The family dynamic looks very different today than it did decades ago. No longer is a family unit limited to a married man and woman who then have children. Many heterosexual couples are having children before they get married — if they ever get married. As for children’s issues — what does that mean for the rights of children born out of wedlock? Under family law in British Columbia, as in the rest of the country, those rights the same as those of children whose parents are married.
Regardless of whether the child is born to married or unmarried parents, both parents have to sign the birth registration form in British Columbia unless one or both are incapable of doing so. If the father isn’t known or doesn’t acknowledge the child as his, the child’s mother can sign alone.
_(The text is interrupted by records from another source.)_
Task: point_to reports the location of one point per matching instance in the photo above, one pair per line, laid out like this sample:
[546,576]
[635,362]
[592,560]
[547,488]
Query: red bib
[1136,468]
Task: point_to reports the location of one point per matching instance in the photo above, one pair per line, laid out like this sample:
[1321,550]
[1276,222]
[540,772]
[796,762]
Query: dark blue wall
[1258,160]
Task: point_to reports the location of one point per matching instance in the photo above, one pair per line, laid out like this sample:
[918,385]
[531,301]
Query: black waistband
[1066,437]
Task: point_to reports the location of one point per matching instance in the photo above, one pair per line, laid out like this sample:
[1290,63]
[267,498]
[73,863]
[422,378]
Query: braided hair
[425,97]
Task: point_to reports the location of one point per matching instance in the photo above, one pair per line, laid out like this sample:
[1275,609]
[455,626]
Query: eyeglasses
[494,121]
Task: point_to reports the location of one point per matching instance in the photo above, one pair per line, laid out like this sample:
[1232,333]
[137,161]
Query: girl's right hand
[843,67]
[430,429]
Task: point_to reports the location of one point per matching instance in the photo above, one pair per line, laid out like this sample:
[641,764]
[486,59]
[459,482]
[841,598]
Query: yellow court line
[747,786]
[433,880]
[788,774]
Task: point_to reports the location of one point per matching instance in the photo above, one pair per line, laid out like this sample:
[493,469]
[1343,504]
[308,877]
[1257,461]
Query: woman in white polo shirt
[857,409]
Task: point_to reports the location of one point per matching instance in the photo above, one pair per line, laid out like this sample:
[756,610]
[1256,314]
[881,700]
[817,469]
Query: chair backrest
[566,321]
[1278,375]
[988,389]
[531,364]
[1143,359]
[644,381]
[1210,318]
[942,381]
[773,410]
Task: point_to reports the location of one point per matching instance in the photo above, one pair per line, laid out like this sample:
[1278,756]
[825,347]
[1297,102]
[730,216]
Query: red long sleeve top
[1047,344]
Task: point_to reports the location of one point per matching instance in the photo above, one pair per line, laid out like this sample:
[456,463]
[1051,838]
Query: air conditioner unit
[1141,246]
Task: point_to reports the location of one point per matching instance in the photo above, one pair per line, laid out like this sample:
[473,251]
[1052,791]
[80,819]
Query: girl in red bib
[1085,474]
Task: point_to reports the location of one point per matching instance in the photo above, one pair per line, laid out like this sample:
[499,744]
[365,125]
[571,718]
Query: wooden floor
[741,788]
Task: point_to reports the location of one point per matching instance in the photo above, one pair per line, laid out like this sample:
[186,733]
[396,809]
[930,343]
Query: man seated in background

If the mother signs alone, she can decide the child’s given and surnames. When the parents don’t agree on the last name, the child’s last name will be a combination of the parents’ surnames hyphenated or combined in alphabetical order.
When parents are living together, British Columbia law stipulates that they are both guardians of their children. If a parent never lives with his or her child, he or she is not considered a guardian of the child. But that parent can apply to the court to become a guardian.
Laws around children’s issues in British Columbia can get pretty confusing. It often takes a lawyer who is experienced in these laws to untangle the complex bits and explain them to a client in a way they make sense. A lawyer may be able to help a biological parent who isn’t married to his or her partner to come to some understanding of the law in relationship to his or her children.